Byrd's School of English Fish

Byrd's School of English Fish
1 RAF Enemy Action Report 8 Raid
2 Oberst Lieutenant Jivosnic 9 Swimming
3 L'ecole des poissons Anglaise
4 Dead in the water
5 Sky
6 Recovery
7 The Blitz


Raid

Nelson panned binoculars across the sky checking in turn on each of his inflated charges. At first the silhouettes were difficult to make out. As more searchlights warmed and scanned the sky he was able to count them all, including the balloon he decorated as the sun set.

The first bombs struck on the eastern edge of the city. The rumble of detonations was preceded by intense flashes. The pitch of the explosions rose as bombs struck closer. More spotlights turned on and leaned east. A searchlight caught a glimpse of an ME 109 and wheeled wildly to keep track of it. Thousands of rounds flew up. One of the shots burst the planes fuel line, another ignited it. The plane curved toward the ground and exploded well above the city. Searchlights tracked the largest piece of flaming wreckage.

Another plane crossed into the beams. Antiaircraft batteries quickly picked it up. Tracer rounds hosed the sky in front and behind. The plane disappeared in a streak of shredded aluminum lit by a half dozen beams. Shards of aluminum blown off of the fuselage sparkled. The mist of fuel in the debris did not ignite. Within the cloud of airplane bits, aviation fuel and bursting shrapnel the body of the pilot tumbled free.

He was alive. His parachute was undamaged. Shrapnel flew through his hands and forearms when he lifted them to protect himself from the flak. He mashed the pulp of bone and flesh left where his hands should have been against his chest to pull his ripcord. He couldn't feel the handle. He looked for, but could not find, his fingers. He was falling head first through the searchlight beams. Blood, driven by the wind from his descent, sprayed into his goggles through a gash in his wrist. He was conscious when he plummeted into the Thames, but he did not see it rushing toward him through the gore squirting onto his face out of his forearms.

Two bombers avoided damage and released their payloads while searchlights followed them. They flew away unscathed. The searchlight closest to Nelson picked up the bombs for a moment but did not track them all the way into their targets. There was hope that a plane full of bombs could be stopped. A descending payload, lit by searchlights contrasted against a black sky, destroyed hope well before it destroyed homes.

A straggling HE 111 got caught in two crossing beams. A third beam swung in. Within seconds four more lights latched on. The pilot, blinded by the intense glare shining through his cracked cockpit glass, ascended into his wing man. From the ground it looked like the climbing pilot was intentionally ramming the other bomber out of the lights. The planes separated. Pieces flew off of them. The blinded pilot's rudder jammed left forcing him to turn in a wide circle. Tracer rounds caught up with him and sparked across his cockpit. The lights kept on him. His turn ended low, behind Nelson's painted balloon. The balloon flashed purple and yellow on the smoke wafting beneath it. The beams paused for a moment then searched for more targets.
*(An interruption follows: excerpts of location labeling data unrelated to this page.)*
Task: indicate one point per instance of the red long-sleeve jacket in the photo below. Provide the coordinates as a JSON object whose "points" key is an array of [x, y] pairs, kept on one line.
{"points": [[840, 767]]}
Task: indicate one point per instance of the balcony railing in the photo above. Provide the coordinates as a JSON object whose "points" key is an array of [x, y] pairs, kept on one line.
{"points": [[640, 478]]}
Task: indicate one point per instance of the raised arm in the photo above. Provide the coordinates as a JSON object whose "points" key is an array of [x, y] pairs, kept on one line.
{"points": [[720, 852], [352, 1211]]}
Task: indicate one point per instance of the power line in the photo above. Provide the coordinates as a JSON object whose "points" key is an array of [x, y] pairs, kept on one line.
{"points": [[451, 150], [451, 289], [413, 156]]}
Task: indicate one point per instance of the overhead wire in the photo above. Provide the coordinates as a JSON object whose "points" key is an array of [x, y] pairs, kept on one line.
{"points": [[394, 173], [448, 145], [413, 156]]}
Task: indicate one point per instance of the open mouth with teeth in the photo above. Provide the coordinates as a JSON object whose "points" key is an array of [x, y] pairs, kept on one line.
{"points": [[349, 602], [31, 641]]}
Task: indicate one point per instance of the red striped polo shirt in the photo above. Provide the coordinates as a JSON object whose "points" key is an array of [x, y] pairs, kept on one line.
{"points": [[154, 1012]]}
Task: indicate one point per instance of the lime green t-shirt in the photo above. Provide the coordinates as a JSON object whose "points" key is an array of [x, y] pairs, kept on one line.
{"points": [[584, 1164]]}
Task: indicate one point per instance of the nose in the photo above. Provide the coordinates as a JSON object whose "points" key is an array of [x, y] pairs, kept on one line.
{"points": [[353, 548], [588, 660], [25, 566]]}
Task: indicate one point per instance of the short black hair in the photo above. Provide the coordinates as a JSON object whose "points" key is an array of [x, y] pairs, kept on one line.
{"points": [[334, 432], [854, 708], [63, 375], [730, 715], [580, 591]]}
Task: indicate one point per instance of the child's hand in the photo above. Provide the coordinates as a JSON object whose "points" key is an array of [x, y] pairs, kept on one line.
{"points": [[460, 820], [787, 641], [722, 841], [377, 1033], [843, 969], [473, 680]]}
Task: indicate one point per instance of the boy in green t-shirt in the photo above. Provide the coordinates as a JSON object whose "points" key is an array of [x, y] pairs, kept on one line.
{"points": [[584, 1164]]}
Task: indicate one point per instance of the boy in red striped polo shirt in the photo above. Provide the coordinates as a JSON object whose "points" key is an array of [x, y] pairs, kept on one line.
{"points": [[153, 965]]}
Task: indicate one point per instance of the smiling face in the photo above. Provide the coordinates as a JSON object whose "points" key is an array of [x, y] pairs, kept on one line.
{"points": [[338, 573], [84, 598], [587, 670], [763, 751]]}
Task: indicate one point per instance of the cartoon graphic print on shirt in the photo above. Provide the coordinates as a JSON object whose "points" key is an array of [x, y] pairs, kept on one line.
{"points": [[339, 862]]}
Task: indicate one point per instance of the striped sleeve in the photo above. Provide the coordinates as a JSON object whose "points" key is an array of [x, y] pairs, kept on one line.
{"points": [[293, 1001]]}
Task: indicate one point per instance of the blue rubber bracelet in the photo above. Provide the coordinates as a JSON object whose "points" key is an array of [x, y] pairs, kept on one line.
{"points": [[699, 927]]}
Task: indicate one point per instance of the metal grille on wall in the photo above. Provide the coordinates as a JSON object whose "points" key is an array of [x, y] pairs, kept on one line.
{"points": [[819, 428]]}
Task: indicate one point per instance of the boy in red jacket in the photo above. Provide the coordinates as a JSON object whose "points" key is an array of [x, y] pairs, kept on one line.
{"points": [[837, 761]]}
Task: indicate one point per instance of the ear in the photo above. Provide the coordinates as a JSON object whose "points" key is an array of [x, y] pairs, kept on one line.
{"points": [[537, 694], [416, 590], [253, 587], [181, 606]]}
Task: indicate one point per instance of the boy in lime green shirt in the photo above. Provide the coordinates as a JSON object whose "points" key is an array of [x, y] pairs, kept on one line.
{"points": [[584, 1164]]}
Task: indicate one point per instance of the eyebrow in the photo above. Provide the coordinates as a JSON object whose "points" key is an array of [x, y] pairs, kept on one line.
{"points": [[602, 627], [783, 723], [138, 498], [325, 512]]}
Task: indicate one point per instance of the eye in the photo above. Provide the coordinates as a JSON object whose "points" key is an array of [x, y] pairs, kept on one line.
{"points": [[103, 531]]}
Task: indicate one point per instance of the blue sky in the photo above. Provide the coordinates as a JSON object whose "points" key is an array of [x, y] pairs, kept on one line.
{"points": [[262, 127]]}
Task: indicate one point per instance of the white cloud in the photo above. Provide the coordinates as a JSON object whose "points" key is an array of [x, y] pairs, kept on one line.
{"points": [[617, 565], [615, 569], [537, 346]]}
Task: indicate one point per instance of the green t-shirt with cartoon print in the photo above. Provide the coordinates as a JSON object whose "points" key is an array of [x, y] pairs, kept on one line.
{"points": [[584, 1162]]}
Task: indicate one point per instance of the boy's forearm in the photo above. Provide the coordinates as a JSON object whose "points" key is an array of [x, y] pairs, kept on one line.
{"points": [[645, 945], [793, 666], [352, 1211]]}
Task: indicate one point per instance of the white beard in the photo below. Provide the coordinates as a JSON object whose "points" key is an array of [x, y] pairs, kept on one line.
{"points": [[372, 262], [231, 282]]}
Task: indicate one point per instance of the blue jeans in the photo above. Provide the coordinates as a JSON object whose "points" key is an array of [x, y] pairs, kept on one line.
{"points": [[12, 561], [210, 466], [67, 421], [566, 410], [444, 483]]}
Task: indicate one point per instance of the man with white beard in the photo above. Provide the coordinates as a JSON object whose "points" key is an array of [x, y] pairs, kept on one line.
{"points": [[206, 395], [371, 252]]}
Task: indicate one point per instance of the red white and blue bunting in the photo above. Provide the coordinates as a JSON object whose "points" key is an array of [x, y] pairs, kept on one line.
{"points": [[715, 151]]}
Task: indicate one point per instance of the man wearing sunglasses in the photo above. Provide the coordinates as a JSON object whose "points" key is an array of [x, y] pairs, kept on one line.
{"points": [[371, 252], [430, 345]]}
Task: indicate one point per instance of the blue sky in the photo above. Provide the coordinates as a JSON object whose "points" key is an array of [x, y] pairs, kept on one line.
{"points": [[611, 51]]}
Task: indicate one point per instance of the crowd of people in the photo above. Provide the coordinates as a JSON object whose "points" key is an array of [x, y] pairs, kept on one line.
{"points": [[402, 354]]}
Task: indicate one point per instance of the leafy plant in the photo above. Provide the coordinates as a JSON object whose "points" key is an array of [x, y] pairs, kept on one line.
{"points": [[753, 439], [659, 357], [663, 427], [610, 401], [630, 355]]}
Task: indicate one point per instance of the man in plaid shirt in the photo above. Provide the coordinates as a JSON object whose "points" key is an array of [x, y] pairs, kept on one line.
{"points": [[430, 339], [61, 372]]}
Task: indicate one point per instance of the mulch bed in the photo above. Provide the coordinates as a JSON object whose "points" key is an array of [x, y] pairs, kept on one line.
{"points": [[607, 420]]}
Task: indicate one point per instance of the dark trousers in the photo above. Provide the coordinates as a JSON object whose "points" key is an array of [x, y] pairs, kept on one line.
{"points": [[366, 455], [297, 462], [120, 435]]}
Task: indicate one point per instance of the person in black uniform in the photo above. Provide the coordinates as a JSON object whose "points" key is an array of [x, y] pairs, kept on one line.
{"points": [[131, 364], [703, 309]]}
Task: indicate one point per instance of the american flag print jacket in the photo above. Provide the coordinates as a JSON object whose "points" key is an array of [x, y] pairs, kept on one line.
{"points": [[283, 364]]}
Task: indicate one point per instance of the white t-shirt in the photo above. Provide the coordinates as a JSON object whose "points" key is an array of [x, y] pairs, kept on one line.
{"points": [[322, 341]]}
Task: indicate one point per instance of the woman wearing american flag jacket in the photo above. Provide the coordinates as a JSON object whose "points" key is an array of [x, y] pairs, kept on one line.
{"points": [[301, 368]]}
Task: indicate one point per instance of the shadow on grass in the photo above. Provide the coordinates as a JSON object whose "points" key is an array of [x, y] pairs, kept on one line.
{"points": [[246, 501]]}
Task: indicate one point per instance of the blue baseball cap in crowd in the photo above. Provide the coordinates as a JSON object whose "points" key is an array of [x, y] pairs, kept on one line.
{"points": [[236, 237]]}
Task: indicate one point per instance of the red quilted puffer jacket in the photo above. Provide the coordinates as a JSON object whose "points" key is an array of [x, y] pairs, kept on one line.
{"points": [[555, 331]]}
When the last few bombers flew out of London's airspace chased by RAF pilots using hints from radar nearby, the spotlights faded in pairs until the last two jerked across the sky and onto the striped balloon that made them pause during the thick of the bombardment. Enough light hit it for everyone within two miles to see clearly that it was decorated like a giant, smiling fish. The largest patch on formed an eye, the glue covering the gash up the side made the grin.

Word spread via radio from balloon crew to balloon crew. Two more spotlight crews saw the balloon and turned their beams back on to illuminate it from the other side. Nelson worried that sustained lighting would melt the glue they applied a few hours earlier to repair the bullet holes. He saw insects killed twenty yards away from the light of a searchlight. The glass covering the bowl reflector smoked constantly from the bugs cooking on its surface.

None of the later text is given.